Dies Sätze stammen aus einem 9. Klasse Geschichtsheft einer bayerischen Waldorfschule. Das Heft beschäftigt sich mit der Zeit des Nationalsozialismus. Unter der Überschrift "Die Juden im 3.Reich" finden sich genau sieben Sätze, den Abschluß bilden die oben zitierten. Daß es sich hier nicht etwa um die sprachlichen Kapriolen eines unaufmerksamen Schülers handelt, zeigt das handschriftliche Lob des Lehrers unmittelbar unter der Heftpassage. "Es fehlt Hitlers Judenbild, sonst gut."

Das Wort "Restbestand" im Zusammenhang mit der Ermordung von 6 Millionen europäischen Juden hat bei der kontrollierenden Lehrkraft anscheinend keinerlei Unbehagen ausgelöst. Im übrigen kommen Begriffe wie Konzentrationslager, Holocaust, Auschwitz, Gaskammern, Deportationen oder Massenmord in diesem Schulheft nicht vor.

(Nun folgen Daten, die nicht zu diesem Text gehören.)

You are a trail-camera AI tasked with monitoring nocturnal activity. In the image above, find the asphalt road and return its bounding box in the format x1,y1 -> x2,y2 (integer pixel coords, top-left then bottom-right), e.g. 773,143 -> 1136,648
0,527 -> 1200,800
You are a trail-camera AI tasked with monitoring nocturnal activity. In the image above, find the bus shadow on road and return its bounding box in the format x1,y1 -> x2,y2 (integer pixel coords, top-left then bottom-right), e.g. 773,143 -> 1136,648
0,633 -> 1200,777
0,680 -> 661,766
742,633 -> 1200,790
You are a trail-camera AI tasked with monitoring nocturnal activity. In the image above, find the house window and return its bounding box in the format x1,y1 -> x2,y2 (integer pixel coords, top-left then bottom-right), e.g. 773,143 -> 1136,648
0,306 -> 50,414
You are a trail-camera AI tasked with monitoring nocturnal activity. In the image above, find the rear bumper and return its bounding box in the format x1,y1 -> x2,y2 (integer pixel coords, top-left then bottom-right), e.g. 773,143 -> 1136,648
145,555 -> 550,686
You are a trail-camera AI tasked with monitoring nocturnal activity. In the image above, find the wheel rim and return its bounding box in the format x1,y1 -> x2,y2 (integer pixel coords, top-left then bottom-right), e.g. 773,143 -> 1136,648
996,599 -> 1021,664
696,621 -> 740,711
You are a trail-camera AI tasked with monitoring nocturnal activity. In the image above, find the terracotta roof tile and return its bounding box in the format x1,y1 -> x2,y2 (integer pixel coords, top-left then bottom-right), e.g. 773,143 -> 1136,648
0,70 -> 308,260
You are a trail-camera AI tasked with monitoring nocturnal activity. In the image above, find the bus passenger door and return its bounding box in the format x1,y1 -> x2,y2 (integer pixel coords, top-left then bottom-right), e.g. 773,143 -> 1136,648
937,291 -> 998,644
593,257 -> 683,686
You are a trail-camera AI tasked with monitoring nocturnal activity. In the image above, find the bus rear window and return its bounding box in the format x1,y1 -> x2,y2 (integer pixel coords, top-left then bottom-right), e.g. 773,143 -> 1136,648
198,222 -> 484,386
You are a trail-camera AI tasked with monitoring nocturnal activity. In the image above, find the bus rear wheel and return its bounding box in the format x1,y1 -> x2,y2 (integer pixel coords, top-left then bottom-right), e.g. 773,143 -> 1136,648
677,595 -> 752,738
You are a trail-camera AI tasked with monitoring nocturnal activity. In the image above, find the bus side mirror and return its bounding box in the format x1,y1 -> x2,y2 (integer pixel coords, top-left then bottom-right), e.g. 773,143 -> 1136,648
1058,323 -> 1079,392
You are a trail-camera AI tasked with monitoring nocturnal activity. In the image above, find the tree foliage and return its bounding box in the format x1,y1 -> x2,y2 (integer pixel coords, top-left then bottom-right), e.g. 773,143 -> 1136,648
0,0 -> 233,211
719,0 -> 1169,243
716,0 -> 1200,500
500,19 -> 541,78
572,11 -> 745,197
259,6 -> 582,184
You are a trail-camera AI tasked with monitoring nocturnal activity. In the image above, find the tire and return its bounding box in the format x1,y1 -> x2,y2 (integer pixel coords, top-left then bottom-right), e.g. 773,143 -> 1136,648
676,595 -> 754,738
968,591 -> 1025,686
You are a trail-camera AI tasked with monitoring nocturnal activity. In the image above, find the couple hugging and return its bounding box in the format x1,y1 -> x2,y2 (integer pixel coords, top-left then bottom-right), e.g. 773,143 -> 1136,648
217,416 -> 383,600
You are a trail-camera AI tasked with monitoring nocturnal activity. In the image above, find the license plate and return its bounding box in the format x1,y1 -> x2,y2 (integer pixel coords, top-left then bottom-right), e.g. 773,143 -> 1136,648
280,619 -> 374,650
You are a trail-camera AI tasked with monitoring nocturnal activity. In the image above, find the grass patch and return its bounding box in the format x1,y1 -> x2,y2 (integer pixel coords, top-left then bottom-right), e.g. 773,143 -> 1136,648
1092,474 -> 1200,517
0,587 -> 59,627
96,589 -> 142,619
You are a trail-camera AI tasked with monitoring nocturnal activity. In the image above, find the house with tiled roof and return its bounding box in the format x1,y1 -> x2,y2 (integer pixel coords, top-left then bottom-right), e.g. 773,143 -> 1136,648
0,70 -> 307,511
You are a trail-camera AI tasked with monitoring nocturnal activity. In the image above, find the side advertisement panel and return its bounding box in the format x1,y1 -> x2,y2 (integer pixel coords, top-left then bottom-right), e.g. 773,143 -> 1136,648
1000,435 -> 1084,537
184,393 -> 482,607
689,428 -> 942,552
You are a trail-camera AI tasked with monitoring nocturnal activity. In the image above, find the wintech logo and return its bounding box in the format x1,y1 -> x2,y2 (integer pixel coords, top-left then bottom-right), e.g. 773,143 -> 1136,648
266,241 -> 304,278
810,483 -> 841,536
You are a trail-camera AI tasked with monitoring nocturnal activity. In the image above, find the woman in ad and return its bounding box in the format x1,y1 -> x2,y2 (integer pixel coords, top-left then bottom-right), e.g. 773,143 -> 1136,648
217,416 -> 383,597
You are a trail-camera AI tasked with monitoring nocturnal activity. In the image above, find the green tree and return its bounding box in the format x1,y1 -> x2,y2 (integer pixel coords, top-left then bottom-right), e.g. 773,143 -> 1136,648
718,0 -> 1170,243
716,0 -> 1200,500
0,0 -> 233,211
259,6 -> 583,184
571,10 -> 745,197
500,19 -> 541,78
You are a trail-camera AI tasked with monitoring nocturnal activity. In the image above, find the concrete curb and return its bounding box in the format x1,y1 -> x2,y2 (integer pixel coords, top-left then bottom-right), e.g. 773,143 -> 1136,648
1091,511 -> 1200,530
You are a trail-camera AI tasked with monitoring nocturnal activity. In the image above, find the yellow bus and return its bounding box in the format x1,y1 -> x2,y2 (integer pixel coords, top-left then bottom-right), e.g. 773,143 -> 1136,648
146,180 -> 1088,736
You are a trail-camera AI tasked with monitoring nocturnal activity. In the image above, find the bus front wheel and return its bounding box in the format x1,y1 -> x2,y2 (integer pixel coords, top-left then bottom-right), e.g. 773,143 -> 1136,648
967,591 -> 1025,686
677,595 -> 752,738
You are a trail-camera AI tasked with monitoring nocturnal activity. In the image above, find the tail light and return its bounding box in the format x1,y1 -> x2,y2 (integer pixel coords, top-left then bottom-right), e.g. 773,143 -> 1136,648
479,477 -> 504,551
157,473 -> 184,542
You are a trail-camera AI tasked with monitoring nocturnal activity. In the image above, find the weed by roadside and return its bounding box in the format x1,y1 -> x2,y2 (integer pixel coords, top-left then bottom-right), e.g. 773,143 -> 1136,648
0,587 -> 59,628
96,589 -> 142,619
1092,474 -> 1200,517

Waldorfschüler lernen weitgehend ohne Bücher. Statt dessen dokumentieren die Schüler den Lehrstoff ausführlich in ihren Heften. Das zitierte Waldorfschul-Heft ist ein Einzelfall. Doch nicht der einzige. Seit ein Beitrag der Sendung "Report aus Mainz" andere Geschichtshefte aus Waldorfschulen zeigte, in denen umgedrehte Hakenkreuze und Begriffe wie "Arier", "Arierwanderungen" und "Arieropferfeuer" auftauchen, sind Waldorfschulen in die Diskussion geraten. In der gleichen Sendung berichteten enttäuschte Mütter, daß Rudolf Steiner, der Begründer der Anthroposophie und der Waldorfschulen als eine Art Führerfigur verherrlicht werde und daß sie die Schule als "rassistisch geprägt" empfunden hätten.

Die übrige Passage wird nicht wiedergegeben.